Let's face it, that's what it is. We beg agents to take a look at a manuscript. Beg literary magazine to deem our work worthy of page space. Beg publishers to offer contracts, beg reviewers to take the time to read and rate our work. We beg fellow bloggers to participate in blog tours, beg fellow authors to blurb us and tout us. We beg fellow writers to read and critique our novels, even when we know how precious their time is and how much time it takes to do that. We beg friends and family to buy our books, to spread the word, to give us stars on Amazon.
Some people have PR to do that work, but there is still begging done on the part of the author, and that reflects on them.
It's as though we are standing in the midst of a swirling storm of talent asking others to find us worthy.
Maybe this sounds melodramatic. Some of you love the marketing aspect of publishing. Some of you are really good at it. I am not. I think it's because I always know there is someone out there with a better plot, with a more poetic way of writing. There are so many great writers, great books out there; who am I to say, "Pick me!"?
A friend of mine has just published a book. I found out that a mutual author friend is feeling a bit badgered by her PR, to read, to blurb, to promote. He doesn't have the time to do that, and he resents the pressure to be her cheerleader when they aren't really great friends, when he doesn't love the book, when he himself is overwhelmed by deadlines. I feel for him. But I feel for her, too. I know how hard it is to get a book out there.

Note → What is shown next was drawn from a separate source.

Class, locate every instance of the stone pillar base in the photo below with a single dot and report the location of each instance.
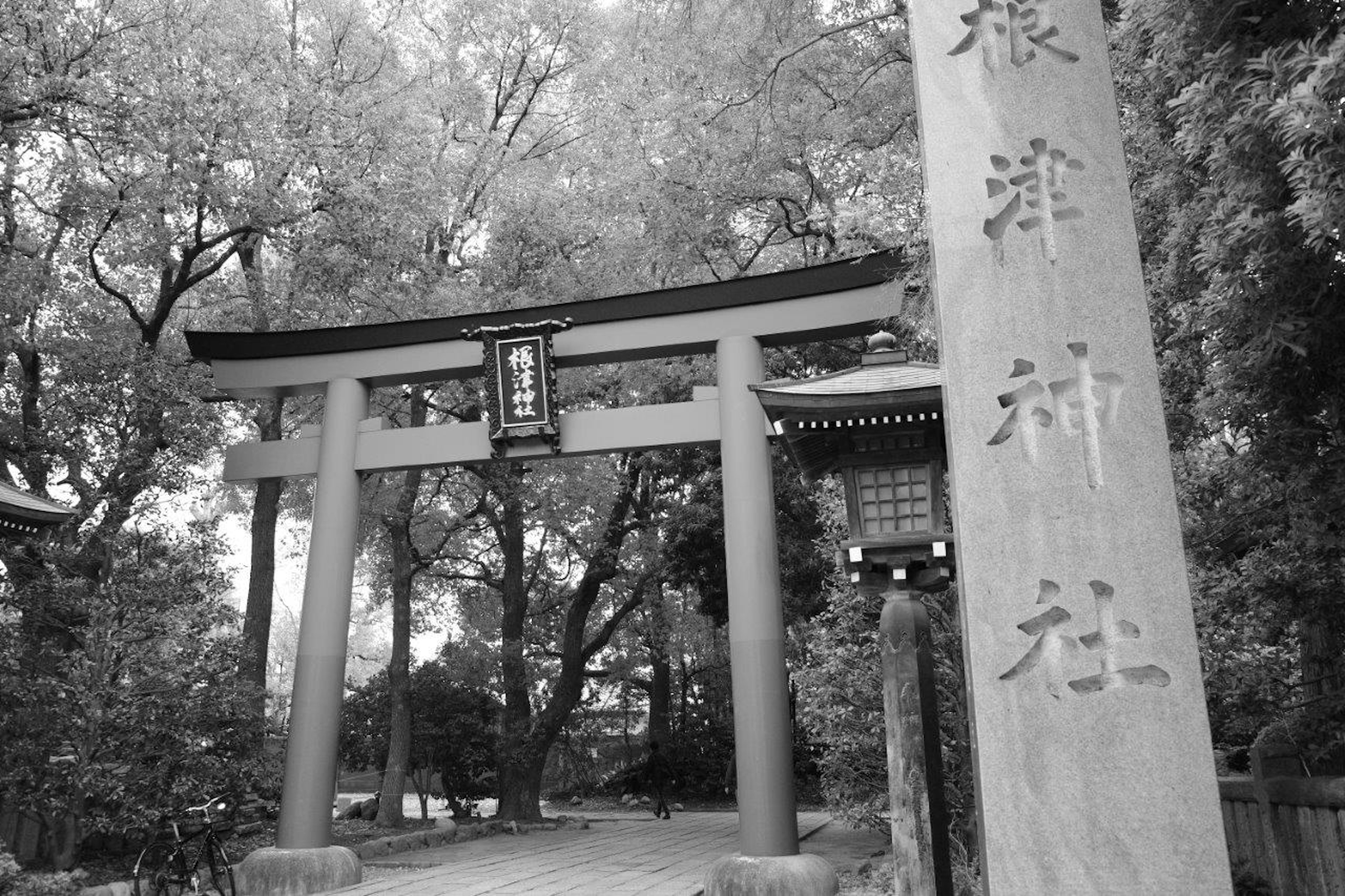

I actually don't mind the rejection (when it's polite, of course, because no one feels good about getting torn apart for what they do!). I don't mind someone saying, "This just isn't for me." I get that. We don't all have the same taste in reading, and if someone doesn't like the way I write, doesn't like my topics or my characters, I'm okay with that.

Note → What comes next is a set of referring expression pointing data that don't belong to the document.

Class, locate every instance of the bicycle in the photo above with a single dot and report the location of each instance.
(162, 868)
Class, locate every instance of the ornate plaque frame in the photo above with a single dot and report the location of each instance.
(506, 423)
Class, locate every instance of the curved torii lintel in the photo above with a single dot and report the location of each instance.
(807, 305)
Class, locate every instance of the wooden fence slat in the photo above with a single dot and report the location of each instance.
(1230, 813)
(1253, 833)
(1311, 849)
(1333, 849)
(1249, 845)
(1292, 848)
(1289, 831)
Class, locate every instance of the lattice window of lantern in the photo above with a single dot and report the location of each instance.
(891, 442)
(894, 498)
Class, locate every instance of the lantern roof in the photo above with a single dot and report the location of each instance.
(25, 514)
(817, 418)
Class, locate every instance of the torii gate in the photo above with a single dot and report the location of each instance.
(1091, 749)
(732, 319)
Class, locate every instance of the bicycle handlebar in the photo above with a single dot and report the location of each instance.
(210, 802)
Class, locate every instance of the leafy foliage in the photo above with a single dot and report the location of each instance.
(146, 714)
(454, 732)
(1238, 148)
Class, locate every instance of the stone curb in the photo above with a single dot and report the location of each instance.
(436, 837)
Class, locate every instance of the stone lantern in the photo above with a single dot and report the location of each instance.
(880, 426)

It's the asking I hate, the way it makes me look desperate to be loved and accepted, as though having someone say "yes" to my writing is the only thing that validates it.
There's no way to get around this, of course. We write to be read, and we can't be read unless people know it's there to read.
The first obstacle, of course, is to having something for people to read. :) In that endeavor, off I go to write.
Thursday, July 11, 2013
The Way It Feels to Walk
That's my smiling mug. Cap and hood and crazy-armed gown. Officially done.
I'm so glad I made it to the official graduating ceremonies. At the end of January, my thesis done, my diploma in the mail, I felt like the program was over. I'd done everything I needed to do. But the last six months have felt a bit aimless, and I think part of me was worried I'd have trouble separating from college life, the way I did when I "graduated" undergrad but never walked across the stage.
But arriving on campus for the last days of residency with the other flood of January grads, and I felt like I was done. There's a sense of completion I needed here, to know I don't belong on that campus anymore, at least as a student.
I also loved the invigorating feeling about being around writers still excited about writing, about that community that is so alive it is like a visceral buzz that resonates through my whole body. I sat through a few craft talks and readings, and I suddenly wanted to write again. Better yet, I was suddenly able to throw off all those voices in my head and just write. Just me. My own voice again. Only better. The voice that is purely me, but all the great things I learned somehow seamlessly incorporated. If I was wandering, I have found my road again.